Rob Harlow, Chief Innovation Officer at Sopro, comments on the impact of innovation in business and offers his tips:
“Innovation is essential to long-term success in any industry, offering significant improvements to problem-solving, service-offering, and overall business performance. Openness to implementing new tactics and processes allows companies to adapt to market changes quickly, capitalise on emerging trends, and gain a crucial competitive edge.
“This can be through creating a unique product or service that will attract more customers or by carving a new niche in your industry to meet unfulfilled customer needs. You can do this by collaborating with your customers to collect feedback and monitoring industry trends to inform your innovations.
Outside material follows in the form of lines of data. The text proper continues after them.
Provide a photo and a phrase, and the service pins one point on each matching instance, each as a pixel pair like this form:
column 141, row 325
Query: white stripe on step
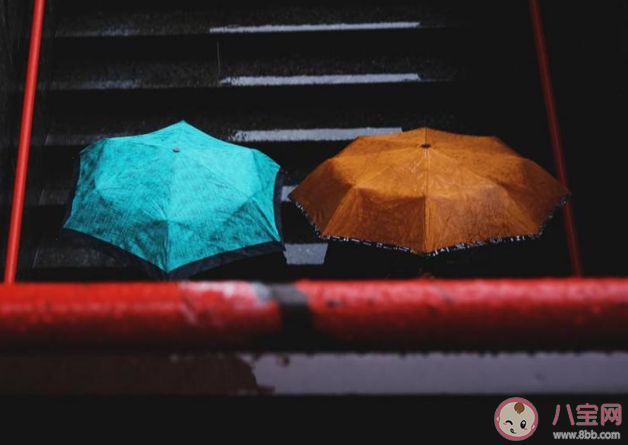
column 328, row 79
column 313, row 27
column 316, row 134
column 306, row 254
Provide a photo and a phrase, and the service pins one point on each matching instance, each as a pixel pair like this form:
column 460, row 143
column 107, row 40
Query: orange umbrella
column 427, row 191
“Alternatively, innovation can take the form of changing the way you engage potential new customers and generate business. For example, breaking out of your old marketing habits and implementing a multi-channel approach to prospecting, as well as sophisticated lead generation and nurturing strategies, can help scale your business.
“While adjusting to new ways of operating might be difficult, it’s worth remembering that one of the biggest reasons for losing deals is choosing to stick with the status quo. Meanwhile, embracing innovation can drive your business forward and put you at the forefront of your sector.”
Methodology
Data on the most frequent types of innovation, innovation engagement rates by industry, innovation rates by region, and the most common motivations and barriers to innovation were taken from the UK Innovation Survey 2023.
*Note: ‘Other professional, scientific and technical activities’, ‘Manufacture: not elsewhere classified’, and ‘Other services not elsewhere classified’ were removed from the businesses engaging in the most and least innovation sections as the industry categories are too broad to draw accurate conclusions.